Our study has several limitations as previous studies conducted with similar datasets [22, 23]. First, the ICD discharge code based data collection used for our analysis is potentially biased by under- or overreporting. However, it is very unlikely that the here used endpoints like in-hospital MACCE were under-reported, as an increase in resource-utilization often triggers an additional reimbursement. Second, it is not reported at what time of the hospital stay an outcome event occurred or if it’s associated with a procedure other than treatment of calcified coronary lesions of the same hospital stay.

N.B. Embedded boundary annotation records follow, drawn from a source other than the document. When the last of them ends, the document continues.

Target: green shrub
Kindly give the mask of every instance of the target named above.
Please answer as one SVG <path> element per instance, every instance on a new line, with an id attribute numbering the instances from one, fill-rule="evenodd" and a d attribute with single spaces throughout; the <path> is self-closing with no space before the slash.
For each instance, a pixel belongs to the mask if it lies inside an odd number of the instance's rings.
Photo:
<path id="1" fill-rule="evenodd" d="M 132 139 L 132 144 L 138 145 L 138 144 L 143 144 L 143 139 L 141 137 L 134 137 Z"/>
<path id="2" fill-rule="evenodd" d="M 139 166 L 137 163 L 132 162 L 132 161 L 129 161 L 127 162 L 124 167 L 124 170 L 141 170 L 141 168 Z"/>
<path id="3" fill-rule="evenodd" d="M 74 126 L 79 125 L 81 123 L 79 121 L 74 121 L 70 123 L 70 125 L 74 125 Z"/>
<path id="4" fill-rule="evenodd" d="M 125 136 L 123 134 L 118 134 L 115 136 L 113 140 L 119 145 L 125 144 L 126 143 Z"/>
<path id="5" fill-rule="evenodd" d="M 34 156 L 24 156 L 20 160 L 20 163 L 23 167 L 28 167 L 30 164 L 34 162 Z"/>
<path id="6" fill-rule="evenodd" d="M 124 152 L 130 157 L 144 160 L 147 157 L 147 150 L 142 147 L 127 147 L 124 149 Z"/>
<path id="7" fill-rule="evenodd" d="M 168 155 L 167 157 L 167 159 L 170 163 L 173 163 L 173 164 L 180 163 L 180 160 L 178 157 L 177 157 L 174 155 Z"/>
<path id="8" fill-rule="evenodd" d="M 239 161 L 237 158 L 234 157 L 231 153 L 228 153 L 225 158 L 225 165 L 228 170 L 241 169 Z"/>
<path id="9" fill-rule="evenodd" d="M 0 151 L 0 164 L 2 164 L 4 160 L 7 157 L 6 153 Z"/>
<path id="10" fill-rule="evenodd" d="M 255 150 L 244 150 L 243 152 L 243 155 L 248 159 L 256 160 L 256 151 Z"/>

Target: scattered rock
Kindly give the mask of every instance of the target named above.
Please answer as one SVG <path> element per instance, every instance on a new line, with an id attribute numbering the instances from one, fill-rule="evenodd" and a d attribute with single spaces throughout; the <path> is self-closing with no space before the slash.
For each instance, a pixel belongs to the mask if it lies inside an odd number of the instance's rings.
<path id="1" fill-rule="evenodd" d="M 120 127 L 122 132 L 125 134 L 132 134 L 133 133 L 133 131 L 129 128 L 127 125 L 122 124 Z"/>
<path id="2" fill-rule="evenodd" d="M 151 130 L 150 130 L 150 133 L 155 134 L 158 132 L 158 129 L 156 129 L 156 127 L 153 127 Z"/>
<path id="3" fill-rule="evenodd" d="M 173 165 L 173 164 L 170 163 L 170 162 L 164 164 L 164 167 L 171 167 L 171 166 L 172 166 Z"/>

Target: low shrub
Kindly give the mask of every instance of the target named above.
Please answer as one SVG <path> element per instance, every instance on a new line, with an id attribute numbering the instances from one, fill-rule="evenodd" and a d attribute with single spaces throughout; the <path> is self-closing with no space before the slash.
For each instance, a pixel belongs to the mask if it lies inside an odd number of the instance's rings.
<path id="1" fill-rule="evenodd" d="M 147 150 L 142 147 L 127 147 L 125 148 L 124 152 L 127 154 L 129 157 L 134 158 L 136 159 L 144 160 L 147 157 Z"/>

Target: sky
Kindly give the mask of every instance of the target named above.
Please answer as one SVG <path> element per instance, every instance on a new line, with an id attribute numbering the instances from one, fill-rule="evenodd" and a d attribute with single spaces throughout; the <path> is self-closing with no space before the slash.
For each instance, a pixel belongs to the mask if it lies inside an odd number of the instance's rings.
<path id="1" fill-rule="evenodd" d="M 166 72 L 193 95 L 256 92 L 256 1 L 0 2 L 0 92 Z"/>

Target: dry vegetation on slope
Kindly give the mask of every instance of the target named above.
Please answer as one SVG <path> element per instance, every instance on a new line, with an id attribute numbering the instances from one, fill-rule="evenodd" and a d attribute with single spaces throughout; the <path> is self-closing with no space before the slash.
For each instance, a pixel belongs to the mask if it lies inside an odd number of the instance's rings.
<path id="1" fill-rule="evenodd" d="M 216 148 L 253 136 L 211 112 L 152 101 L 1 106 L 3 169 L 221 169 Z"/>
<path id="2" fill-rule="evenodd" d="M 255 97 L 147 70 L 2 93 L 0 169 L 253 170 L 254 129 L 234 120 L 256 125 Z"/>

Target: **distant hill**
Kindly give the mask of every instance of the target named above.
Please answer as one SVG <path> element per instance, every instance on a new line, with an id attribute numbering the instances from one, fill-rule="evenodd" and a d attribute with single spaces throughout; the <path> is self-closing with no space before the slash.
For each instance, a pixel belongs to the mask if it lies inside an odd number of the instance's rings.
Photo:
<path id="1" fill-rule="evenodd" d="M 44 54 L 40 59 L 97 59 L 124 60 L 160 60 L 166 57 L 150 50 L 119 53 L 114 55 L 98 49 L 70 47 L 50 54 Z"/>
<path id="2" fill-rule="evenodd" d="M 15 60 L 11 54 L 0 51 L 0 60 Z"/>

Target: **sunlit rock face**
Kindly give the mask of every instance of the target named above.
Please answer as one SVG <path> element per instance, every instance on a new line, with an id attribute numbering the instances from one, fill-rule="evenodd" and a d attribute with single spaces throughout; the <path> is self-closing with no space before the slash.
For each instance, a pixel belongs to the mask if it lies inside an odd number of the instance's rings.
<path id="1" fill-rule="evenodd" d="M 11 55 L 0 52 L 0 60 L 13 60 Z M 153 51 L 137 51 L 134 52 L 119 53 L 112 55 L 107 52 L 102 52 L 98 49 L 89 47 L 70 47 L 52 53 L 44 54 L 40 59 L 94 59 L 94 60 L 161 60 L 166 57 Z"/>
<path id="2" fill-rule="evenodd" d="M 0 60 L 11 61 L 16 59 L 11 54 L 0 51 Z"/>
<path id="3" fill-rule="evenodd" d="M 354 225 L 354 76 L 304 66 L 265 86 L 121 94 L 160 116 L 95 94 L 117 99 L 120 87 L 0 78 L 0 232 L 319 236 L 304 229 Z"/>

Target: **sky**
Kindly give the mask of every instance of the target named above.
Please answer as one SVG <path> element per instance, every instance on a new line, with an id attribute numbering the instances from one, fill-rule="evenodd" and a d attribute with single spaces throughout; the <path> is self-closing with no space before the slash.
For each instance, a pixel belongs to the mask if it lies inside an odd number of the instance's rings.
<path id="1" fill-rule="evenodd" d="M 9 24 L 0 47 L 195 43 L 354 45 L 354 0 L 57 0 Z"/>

Third, we cannot address long-term outcomes with ICD discharge codes. Fourth, we do not have data on the presence or degree of coronary calcification; therefore, we cannot make any inferences about the appropriate or inappropriate use of RA or scoring/cutting balloons. Fifth, patients with acute coronary syndromes were excluded from our analysis we therefore cannot make any conclusions on the outcomes of RA and MBs in patients with myocardial infarction. Sixth, we cannot distinguish between scoring and cutting balloons in our analysis and can thus not assess differences between these subtypes of modified balloons which may differ in parameters such as crossability [41] and interventional success rate [42]. Last, coronary stenoses that are not crossable with a microcatheter or display deep calcium formations in the plaque or vessel wall on intravascular imaging may preferably be treated by excimer laser coronary angioplasty or intravascular lithotripsy, respectively [9, 43], which is not part of this dataset.

Conclusions

Both RA and MBs are commonly and increasingly used procedures for calcified lesions in Germany. Patients receiving RA were older, had more comorbidities including more severe coronary artery disease compared to patients treated with MBs. Procedural safety regarding bleeding and the occurrence of pericardial effusion is superior for MBs. In centers with high annual rotational atherectomv procedure numbers the risk of acute cerebrovascular events is lower and the length of hospital stay is shorter.